The early experiences related to development of human gonads, genital ducts and external genitalia were summarized in my small monograph Development of the Genital System and Male Pseudohermaphroditism (1971). In this book, I defined genital and extra genital primordial germ cells differentiation of testicular cords tunica albuginea, and the Leydig’ cells. I corelated the testicular morphogenesis with the morphogenesis of genital ducts and external genitalia and defined the testicular dysgenesis related to the Müllerian structures in man and the syndromes of androgen insensivity. The origin of human primordial germ cells, as cells of extraectodermal origin, as well as the developmental staging of organs including gonads, were presented in the An Atlas of Human Prenatal Developmental Mechanics Anatomy and Staging (2004).2

In this contribution I am going to summarize changes of the activity of the ALP (non specific alcaline phosphatase) during testicular and ovarian development. The ALP is coded by the gene localized 1p36.1-p34, the gene maybe autosomal dominant or recessive, not specific to any tissue, interfering with gonadal development, ossification, renal development and others. The enzyme is involved in the formation of CpG islands connecting chromosomes and is related to methylation and activation of different genes. For testicular development the decisive genes are the SRY gene, SOX gene and genes related to synthesis and conversions of cholesterol and steroids. For a normal ovarian development, the presence of two complete X chromosomes is needed. Chromosomes and their role I discussed this subject in my contribution in GLOWM Jirásek, 2008.3

Related to the histogenesis of gonads and the activity of the ALP I observed following substantial differences.

Primordial germ cells

Primordial germ cells their differentiation from the extraembryonal ectoderm of the yolk sac adjacent to the caudal rim of the bilaminar embryonal disk at day 14th, as well as their migration into the urogenital ridges is in both sexes (in embryos XY and XX) the same. The primordial germ cells join the other cells of the genital blastema.

The gonadal blastema

The gonadal blastema contributing the genital ridges located on the medioventral surface of the mesonephric ridges is a cellular condensation of primordial germ cells, steroidogenic cells of celomic origin and desmogenic–collagen synthesizing cells of mesenchymal origin. The primary germ cells exhibit intensive activity of ALP and contain glycogen.

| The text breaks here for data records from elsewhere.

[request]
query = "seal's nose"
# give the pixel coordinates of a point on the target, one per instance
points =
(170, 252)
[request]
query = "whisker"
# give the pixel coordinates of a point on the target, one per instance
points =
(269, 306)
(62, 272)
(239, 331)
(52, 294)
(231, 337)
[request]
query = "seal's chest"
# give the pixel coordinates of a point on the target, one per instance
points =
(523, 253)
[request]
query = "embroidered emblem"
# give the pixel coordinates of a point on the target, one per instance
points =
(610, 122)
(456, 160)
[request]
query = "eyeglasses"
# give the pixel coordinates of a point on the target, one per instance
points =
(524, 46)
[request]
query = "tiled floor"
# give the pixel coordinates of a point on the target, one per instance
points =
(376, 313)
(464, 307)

Within the gonadal blastema the germ cells divide mitotically. Related to the testicular differentiation in embryos 14–17mm long at the end of 6th week, the primary migrating pgc undergo apoptosis and liberate their ALP. The proteinaceous cytoplasmic contents of pgc exhibiting phosphatase activity cover all cells of the testicular blastema. Consequently in embryos 15-17mm long, week 17th, all phosphatase activity disappears from the blastema. 

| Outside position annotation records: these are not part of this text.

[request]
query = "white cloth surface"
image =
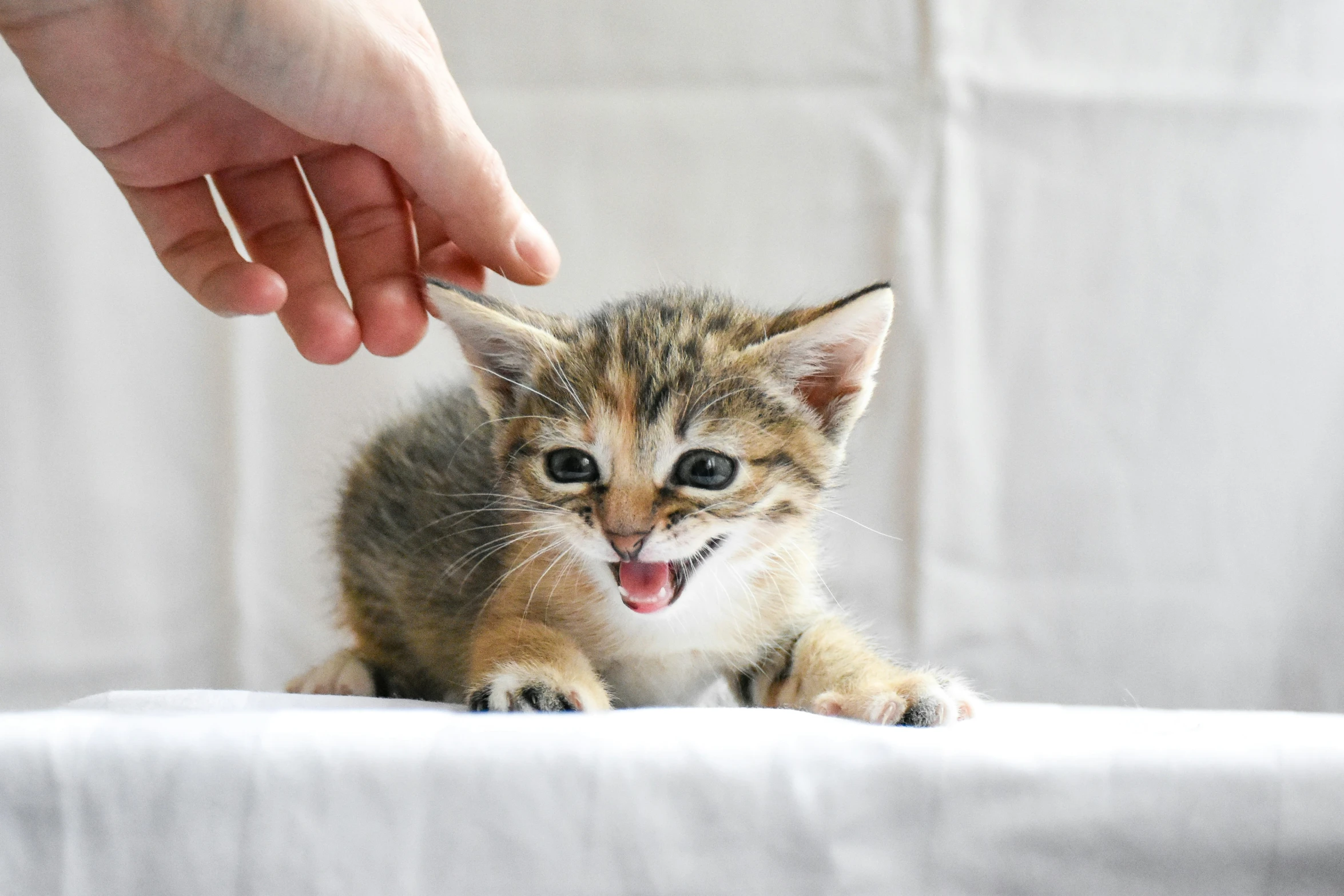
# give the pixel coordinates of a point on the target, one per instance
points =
(1108, 429)
(202, 793)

Testicular cords of the embryonal testes

Testicular cords of the embryonal testes appear in embryos 17–25mm long from the week 8th. The testicular cords are constituted by spermatogonia originating from germ cells of the blastema and by embryonal Sertoli cells originating from the celomic steroidogenic cells. The spermatogonia are slowly mitotically proliferating and are joined by tied contacts with embryonic Sertoli cells. 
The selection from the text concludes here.